I am analyzing ADNP expression in the Allen Human Brain Atlas (microarray dataset) and encountered a probe-level inconsistency that I would appreciate some guidance on.
Specifically, ADNP is represented by multiple probes in the AHBA. When I examined regional expression patterns (z-scored across brain regions, averaged across ~6 donors per region), I found that two probes show opposite trends within the same brain regions:
This discrepancy persists across multiple regions.
I am therefore trying to clarify:
What are the exact targets of these two probes?
Do they map to different transcripts, exons, or UTRs of ADNP?
Is either probe known to have lower reliability, cross-hybridization, or weaker specificity for ADNP?
Is there an Allen-recommended probe for ADNP in the Human Brain Atlas (e.g. based on expression level, differential stability, or QC metrics)?
More generally, I would like to understand whether this divergence reflects biological transcript heterogeneity or is more likely a technical/annotation issue, and how best to handle this in downstream regional analyses.
Any guidance on probe selection or relevant documentation would be greatly appreciated.
I can partially address your questions from the perspective of someone who has studied the best probes to select on microarrays in general, although I have not looked at ADNP expression specifically. I wrote a paper several years ago on different ways to select probes (and an associated R function). In short, usually you can just take the probe with the highest average expression.
In this case, however, we have ground truth (RNA-seq) data from the Allen Human Brain Atlas, so a better option would be to choose the probe with higher correlation to gene expression levels based on RNA-seq. I also wrote a paper (here) describing how your can select the best probes and potentially scale the microarray data to make the resulting values more representative of absolute expression levels. Additional file 8 from this study suggests that “A_23_P254179” is better correlated with RNA-seq data and may be a better choice.
A few more thoughts:
I would not recommend using Z scores in your analysis, but instead sticking with the (normalized) intensity values provided. The 0 value for expression is meaningful and Z-scoring artificially puts some values below 0 with a somewhat biologically arbitrary mean and minimum value.

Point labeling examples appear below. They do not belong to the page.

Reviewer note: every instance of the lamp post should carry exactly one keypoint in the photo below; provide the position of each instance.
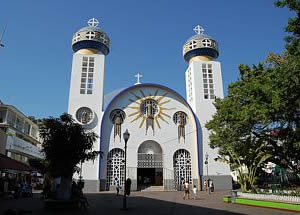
(206, 163)
(126, 136)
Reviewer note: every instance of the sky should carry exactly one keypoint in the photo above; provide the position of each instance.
(146, 36)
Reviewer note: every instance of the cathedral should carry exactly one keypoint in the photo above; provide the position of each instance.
(168, 144)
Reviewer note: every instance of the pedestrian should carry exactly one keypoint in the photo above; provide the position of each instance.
(186, 190)
(205, 185)
(195, 192)
(118, 189)
(211, 186)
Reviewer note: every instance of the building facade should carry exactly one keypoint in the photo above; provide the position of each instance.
(168, 144)
(19, 136)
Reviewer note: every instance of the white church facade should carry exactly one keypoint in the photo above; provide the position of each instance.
(168, 142)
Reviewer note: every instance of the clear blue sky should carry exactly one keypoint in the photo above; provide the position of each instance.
(146, 36)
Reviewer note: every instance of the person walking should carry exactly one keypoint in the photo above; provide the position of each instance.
(195, 192)
(186, 190)
(118, 189)
(205, 185)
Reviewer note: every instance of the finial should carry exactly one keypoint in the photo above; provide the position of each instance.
(138, 76)
(199, 29)
(93, 22)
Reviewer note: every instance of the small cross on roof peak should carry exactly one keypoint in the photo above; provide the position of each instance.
(93, 22)
(199, 29)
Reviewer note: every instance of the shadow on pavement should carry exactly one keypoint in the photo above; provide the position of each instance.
(164, 203)
(108, 203)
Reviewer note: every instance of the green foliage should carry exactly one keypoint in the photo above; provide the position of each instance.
(293, 26)
(41, 165)
(259, 120)
(66, 144)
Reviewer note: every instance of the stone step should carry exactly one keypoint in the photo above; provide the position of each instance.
(153, 188)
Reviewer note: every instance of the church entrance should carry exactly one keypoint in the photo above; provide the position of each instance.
(150, 165)
(150, 177)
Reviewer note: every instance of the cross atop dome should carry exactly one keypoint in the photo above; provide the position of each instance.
(93, 22)
(138, 76)
(199, 29)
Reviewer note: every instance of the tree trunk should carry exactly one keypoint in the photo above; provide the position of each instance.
(64, 191)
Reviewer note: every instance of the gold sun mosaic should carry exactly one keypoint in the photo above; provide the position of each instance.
(149, 110)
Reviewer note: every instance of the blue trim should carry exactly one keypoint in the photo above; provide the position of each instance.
(90, 44)
(151, 85)
(201, 52)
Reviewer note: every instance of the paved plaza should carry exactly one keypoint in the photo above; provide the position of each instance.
(154, 203)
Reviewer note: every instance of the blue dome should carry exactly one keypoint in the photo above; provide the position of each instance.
(200, 45)
(91, 37)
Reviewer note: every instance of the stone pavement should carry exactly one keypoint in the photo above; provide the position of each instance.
(144, 203)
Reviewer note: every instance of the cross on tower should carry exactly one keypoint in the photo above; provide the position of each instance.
(93, 22)
(138, 76)
(206, 43)
(90, 35)
(199, 29)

Depending on the specific brain regions you care about, it might be worthwhile to use the ‘RNA-sequencing datasets’ available for download here.
If you really want to investigate specific targeting of these probes, you can find probe sequences for these (or any) probes on the gene view for ADNP (or any gene). A_23_P254179 → TTAGACCTATTCAAGTGATGCTCATGATCCTGTTACTGTGTGCCCATCATAGATTTCTTT and CUST_10358_PI416261804 → TTGAAAAACACTACATGGGAGGATGTAGGACTGTGGGACCCATCACTTACGAAAAACCAG. Tools like blast can pinpoint these within the genome.
Hopefully this is enough, but feel free to reply if you need more information.
Thank you so much for your helpful and detailed guidance — this really clarifies the probe selection strategy for me and will directly inform my analysis. I truly appreciate your time and insight.